Living with Diabetes

Putting your best foot forward?

By Kylie McKenzie

Diabetes Canada estimates that better diabetic care and prevention measures could save between $48-75 million a year in health care costs for Ontario alone, based on a 2016 report. Another finding in the report: There is one amputation every four hours in Ontario as a result of a diabetic foot ulcer.
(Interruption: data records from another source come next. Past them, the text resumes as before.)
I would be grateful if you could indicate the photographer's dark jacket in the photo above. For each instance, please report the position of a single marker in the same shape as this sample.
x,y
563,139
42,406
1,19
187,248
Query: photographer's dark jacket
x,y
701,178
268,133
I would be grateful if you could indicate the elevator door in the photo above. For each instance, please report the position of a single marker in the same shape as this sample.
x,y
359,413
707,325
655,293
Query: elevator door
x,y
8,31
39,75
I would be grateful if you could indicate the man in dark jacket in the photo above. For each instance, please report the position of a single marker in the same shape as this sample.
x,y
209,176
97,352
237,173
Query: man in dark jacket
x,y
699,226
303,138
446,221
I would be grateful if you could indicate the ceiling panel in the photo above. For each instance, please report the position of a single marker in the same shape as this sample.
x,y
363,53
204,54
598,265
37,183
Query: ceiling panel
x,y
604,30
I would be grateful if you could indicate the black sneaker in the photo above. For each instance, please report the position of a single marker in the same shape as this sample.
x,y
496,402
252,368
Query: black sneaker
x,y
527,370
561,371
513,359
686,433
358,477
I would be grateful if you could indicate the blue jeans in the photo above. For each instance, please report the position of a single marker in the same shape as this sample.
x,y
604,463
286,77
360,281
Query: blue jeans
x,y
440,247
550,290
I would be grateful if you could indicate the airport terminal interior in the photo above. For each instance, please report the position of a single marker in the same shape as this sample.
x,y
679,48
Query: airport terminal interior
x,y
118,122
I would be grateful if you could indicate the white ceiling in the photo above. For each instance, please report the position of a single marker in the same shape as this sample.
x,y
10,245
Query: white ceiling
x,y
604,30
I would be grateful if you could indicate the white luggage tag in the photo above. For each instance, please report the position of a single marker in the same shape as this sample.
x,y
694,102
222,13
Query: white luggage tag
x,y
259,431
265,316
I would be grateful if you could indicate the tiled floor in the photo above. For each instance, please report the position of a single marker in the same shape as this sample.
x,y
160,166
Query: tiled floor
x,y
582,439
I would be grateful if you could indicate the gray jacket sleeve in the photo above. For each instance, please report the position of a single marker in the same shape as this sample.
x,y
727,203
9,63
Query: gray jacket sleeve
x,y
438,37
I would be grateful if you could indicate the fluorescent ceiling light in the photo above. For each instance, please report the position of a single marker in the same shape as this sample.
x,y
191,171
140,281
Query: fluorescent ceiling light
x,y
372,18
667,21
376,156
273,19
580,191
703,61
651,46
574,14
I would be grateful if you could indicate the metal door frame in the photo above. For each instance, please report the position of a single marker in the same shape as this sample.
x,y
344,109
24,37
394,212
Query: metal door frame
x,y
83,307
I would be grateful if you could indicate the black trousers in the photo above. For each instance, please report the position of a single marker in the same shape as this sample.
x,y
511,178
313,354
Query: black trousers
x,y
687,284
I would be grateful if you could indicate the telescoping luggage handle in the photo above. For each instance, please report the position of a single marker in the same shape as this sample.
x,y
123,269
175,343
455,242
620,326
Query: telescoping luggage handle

For those at risk, adopting a steady foot care regime will help keep your feet healthy. Here’s what you need to do:

Daily check
Have a foot care kit handy — containing nail clippers, a nail file, hand mirror and lotion to help you follow a specific routine each day. Wash your feet in warm water with a mild soap and dry your feet, especially between your toes. Check your feet to make sure there are no cuts, cracks, ingrown toenails, or blisters. Use a hand mirror to see the bottom surfaces. Clean cuts or scratches with mild soap and water, and cover with a dry dressing. Make sure to trim your toenails and file any sharp edges. A good lotion goes a long way apply foot cream to your heels and soles but avoid application between your toes to avoid infection. Remember to wear well fitting shoes and white socks, which make cuts and sores easier to spot.

Best advice
Wear shoes that are supportive, have low heels and do not rub or pinch. Try buying shoes in the late afternoon — this is when your feet tend to swell slightly. Elevate your feet when you are sitting, and wear a pair of socks on cold nights. In addition to regular exercise, wiggle your toes and move your ankles for a few minutes several times a day to improve blood flow. Don’t forget to inspect your feet daily and feel for skin temperature differences between your feet.

What to avoid
Don’t use over-the-counter medications to treat corns and warts, avoid wearing tight socks or knee-highs and never go barefoot, even indoors. Don’t place hot water bottles or heating pads on your feet, and avoid sitting or crossing your legs for long periods of time. Try and quit smoking: It decreases circulation and healing, plus significantly increases the risks of amputation. Despite what you may have heard, over-the-counter insoles are not recommended. They can cause blisters if they are not right for your feet.